The Black Stone is actually reddish black in color, with embedded yellow and red particles. It is much smaller than its counterpart in Jerusalem, never having grown into a proper rock—the size of a large man’s skull when I saw it. But that is, sadly, no longer the case. During the war between Mecca and Jerusalem that has only just ended, the Ka’ba was bombarded with stones from giant catapults placed on the encircling mountain slopes, and the Black Stone broke into three pieces. The pieces, I am reliably informed, have been bound together with a band of silver and mounted in a silver casing shaped like a woman’s vulva.
“The Black Stone is God’s hand in the earth,” Ka’b said as he bent down to touch and kiss the Stone; “he who touches it declares his allegiance to God.” I reached up and followed suit.
We began our prescribed circling from this black corner. The seven circuits complete, we performed our early morning prayers facing the Stone, as the Prophet was wont to do. Only now would my father allow himself to sit down, spread his cloak, and relax.
From where we were sitting, Mount Abu Qubays could be seen in the distance, looming over Mecca. Its summit was as round as a dome and as high as an arrow shot from its foot; in capable hands that arrow might fall beside a stele said to have been erected by Abraham on the mountain’s highest point. The Black Stone was found next to that stele during the Age of Ignorance that preceded the coming of God’s Messenger. In fact, as I heard the story, two distinctive stones had been found on the summit of Mount Abu Qubays by members of the Quraysh, the Meccan tribe from whom the Prophet himself descends.
Unlike the large or oddly shaped rocks that the Arabs worsh
ipped in the Age of Ignorance, these stones did not come from Mecca or her surrounds. They were brighter and more beautiful than anything anyone had seen before. Naturally, men concluded, they had fallen from the sky. Wanting everyone to admire their find, the tribesmen brought one of the two stones down to the valley.
“What happened to the other stone?” I asked Ka’b.
“It was stolen by followers of ’Amr, son of Luhayy.”
“Who was he?”
“The first to introduce false worship among the sons of Ishmael,” said Ka’b. ’Amr, he explained, had joined a caravan going to Syria for trade.

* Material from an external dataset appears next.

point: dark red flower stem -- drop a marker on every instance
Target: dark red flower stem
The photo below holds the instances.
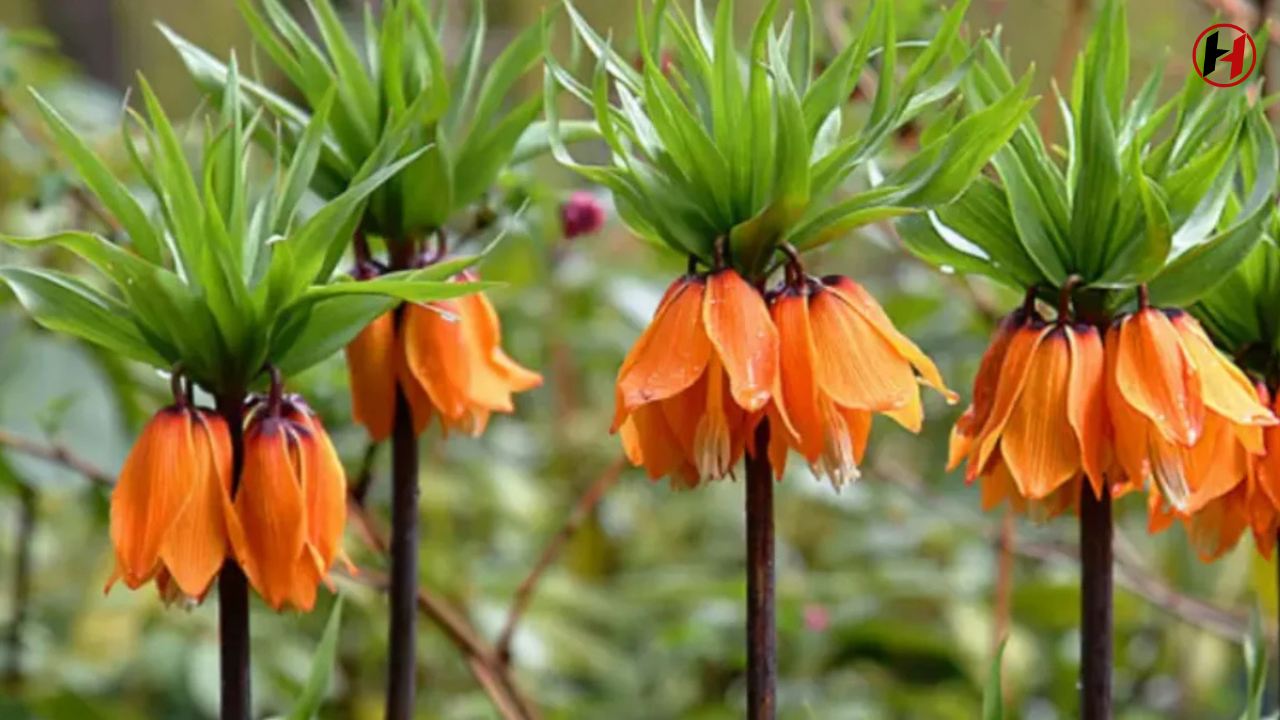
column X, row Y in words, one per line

Along the way he saw people worshipping stone idols.
“And why were they worshipping stones?” I exclaimed.
“Because, they said, when they prayed to them for rain, it rained. ’Amr asked if they could spare one or two for him to take back with him to Mecca. He was given a stone called Hubal, which he set up by a well near the Ka’ba. More and more Meccans began to serve Hubal and venerate him. Soon every household wanted an idol of its own to worship.”
Idols, Ka’b said, were very much in demand in the time when the sister of the Black Stone was stolen.
“Until the Arabs stopped worshipping them,” I said.
“Yes,” he replied, “but old habits die hard as Muhammad, God’s Grace Be Upon him and his Household, discovered. The sons of Mudar, for instance, persisted in thinking that a lofty rock in the desert near the shore of Jidda was God. One day one of them took the tribe’s stock camels to the rock named Sa’d. He wanted his animals to stand close to Sa’d so that they would be blessed and give much milk.